To date, well over 100 students have experienced these modules and they have produced compound sets with samples and accompanying data on over 200 compounds.  Beyond these modules, the data and samples have seeded a number of new collaborative projects with other academics and clinicians at Nottingham.

The more world-weary reader may interpret these modules as another way of carrying out research at reduced cost but this is not the case.  Any intellectual property arising is owned by the University and some of the research so far has resulted in a number of peer reviewed publications in quality journals.

The benefits to the industry are clear. For all involved, the broadening of perspective and the opportunities for personal development, combined with the unexpected scientific insights that somehow keep emerging, provide substantial long term benefits.  Why not try a variation of these modules at your institution?  It is an investment in your staff and the future scientists who will drive our industry forward, promoting collaboration and economic benefit.

Whilst this editorial is written by Simon Macdonald, both Jonathan Fray (former GSK Teaching Fellow at the University of Nottingham) and Tom McInally (Business Science Fellow in Medicinal Chemistry at the University of Nottingham) have been integral to the design and implementation of these undergraduate modules.

Biography:

Simon Macdonald was born, bred and educated in Manchester (UK) and has over 20 years’ experience as a medicinal chemist in the pharmaceutical industry.  He has spent his entire career at GlaxoSmithKline in its various incarnations.  He is currently a director of medicinal chemistry in the Fibrosis Discovery Performance Unit in the Respiratory Therapeutic Area at the Medicines Research Centre at GSK in Stevenage, UK.  He has worked on numerous respiratory programmes including elastase inhibitors, glucocorticoid agonists, neuraminidase inhibitors and most recently with avb6 antagonists for idiopathic pulmonary fibrosis.  On a recent GSK volunteer partnership and in a departure from respiratory drug discovery, he spent 6 months working with Medicines for Malaria Venture in Geneva assisting them in their goal to discover new medicines for malaria.
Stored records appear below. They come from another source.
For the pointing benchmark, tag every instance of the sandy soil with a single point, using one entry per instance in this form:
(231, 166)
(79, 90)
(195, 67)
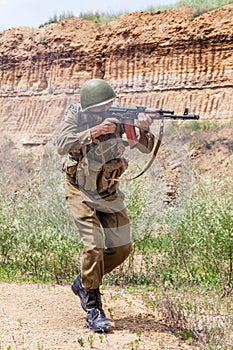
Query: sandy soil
(50, 317)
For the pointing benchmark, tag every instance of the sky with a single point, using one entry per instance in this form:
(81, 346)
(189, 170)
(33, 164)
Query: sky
(32, 13)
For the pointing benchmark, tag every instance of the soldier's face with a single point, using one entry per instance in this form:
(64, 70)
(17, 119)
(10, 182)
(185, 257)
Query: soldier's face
(102, 108)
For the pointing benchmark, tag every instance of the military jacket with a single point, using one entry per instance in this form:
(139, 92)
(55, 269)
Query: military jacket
(94, 165)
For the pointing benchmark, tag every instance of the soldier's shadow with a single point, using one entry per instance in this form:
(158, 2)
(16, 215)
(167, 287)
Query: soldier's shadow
(138, 323)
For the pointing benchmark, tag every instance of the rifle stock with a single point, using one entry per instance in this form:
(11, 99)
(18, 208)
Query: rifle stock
(127, 116)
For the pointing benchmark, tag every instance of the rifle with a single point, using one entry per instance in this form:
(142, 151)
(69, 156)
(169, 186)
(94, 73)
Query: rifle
(127, 116)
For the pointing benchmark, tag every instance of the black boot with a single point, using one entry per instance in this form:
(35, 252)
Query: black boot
(78, 289)
(96, 319)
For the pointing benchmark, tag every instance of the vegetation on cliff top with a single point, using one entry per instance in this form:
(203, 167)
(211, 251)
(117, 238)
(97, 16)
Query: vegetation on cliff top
(199, 7)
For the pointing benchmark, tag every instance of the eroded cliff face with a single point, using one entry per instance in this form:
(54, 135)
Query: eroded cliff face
(169, 60)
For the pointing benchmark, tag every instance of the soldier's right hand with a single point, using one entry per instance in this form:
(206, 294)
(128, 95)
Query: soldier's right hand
(108, 126)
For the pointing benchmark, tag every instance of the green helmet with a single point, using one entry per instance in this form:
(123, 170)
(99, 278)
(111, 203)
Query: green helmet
(95, 92)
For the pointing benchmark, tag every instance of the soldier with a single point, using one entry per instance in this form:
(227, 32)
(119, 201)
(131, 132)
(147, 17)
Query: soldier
(94, 161)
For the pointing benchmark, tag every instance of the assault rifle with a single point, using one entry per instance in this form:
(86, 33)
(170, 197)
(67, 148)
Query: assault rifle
(127, 116)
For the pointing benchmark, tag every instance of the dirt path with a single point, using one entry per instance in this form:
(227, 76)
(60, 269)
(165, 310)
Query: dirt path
(50, 317)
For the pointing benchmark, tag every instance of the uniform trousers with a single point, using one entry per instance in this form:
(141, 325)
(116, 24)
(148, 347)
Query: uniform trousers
(104, 228)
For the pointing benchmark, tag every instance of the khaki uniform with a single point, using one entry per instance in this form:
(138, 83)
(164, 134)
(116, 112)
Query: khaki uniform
(92, 192)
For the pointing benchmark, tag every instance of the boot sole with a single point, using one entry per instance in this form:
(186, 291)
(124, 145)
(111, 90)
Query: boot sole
(98, 329)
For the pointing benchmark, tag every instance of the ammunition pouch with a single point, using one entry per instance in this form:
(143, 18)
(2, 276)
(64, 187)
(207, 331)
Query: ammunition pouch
(93, 176)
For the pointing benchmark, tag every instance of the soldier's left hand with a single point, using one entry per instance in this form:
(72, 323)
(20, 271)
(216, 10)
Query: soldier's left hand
(144, 121)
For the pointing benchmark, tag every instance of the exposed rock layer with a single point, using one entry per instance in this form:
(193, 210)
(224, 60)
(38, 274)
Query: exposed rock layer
(168, 60)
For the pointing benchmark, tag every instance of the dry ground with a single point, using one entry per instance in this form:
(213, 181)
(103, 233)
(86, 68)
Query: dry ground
(50, 317)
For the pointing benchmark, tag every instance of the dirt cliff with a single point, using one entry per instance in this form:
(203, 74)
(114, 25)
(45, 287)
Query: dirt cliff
(164, 59)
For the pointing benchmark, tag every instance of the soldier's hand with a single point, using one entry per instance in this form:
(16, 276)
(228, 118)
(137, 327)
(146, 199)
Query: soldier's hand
(144, 121)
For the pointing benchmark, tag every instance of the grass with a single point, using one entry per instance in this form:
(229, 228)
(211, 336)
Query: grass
(199, 7)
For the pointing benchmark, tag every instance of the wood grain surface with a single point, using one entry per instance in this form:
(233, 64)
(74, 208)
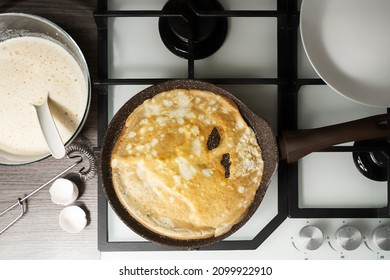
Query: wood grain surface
(38, 234)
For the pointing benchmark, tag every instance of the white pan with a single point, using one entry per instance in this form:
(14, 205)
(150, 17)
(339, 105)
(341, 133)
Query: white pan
(348, 44)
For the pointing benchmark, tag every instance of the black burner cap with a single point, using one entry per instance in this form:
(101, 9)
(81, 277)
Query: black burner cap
(372, 164)
(208, 33)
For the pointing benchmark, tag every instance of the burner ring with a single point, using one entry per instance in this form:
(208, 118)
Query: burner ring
(372, 164)
(208, 33)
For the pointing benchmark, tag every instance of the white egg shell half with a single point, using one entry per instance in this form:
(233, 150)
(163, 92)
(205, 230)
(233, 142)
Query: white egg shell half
(63, 192)
(73, 219)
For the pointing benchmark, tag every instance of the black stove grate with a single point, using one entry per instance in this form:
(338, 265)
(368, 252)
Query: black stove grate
(288, 85)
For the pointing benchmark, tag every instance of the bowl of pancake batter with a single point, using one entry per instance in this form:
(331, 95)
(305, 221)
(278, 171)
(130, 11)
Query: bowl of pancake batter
(38, 59)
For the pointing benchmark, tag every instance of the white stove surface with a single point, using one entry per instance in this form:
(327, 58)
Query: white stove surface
(325, 179)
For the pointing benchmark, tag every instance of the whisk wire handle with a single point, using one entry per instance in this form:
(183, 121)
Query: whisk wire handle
(84, 174)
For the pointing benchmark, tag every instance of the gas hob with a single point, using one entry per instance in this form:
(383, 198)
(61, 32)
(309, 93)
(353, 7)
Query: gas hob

Undaunted by synthetic complexity, he has delivered candidates from many of these areas into development.  Unusually for a medicinal chemist based in industry, he has published over 100 papers and patents across a broad range of interests indicating a willingness to embrace new approaches and methodologies.  Collaborating across scientific boundaries is a common theme.

Most recently, as part of ongoing collaborations, he was appointed a visiting professor at the University of Nottingham where he has helped design, coordinate and teach medicinal chemistry modules to undergraduate students which have proved great fun and unusually fruitful.

A principle motivator is to help discover a useful medicine and amidst all the programme work and e-mails he still occasionally carries out a reaction in the lab!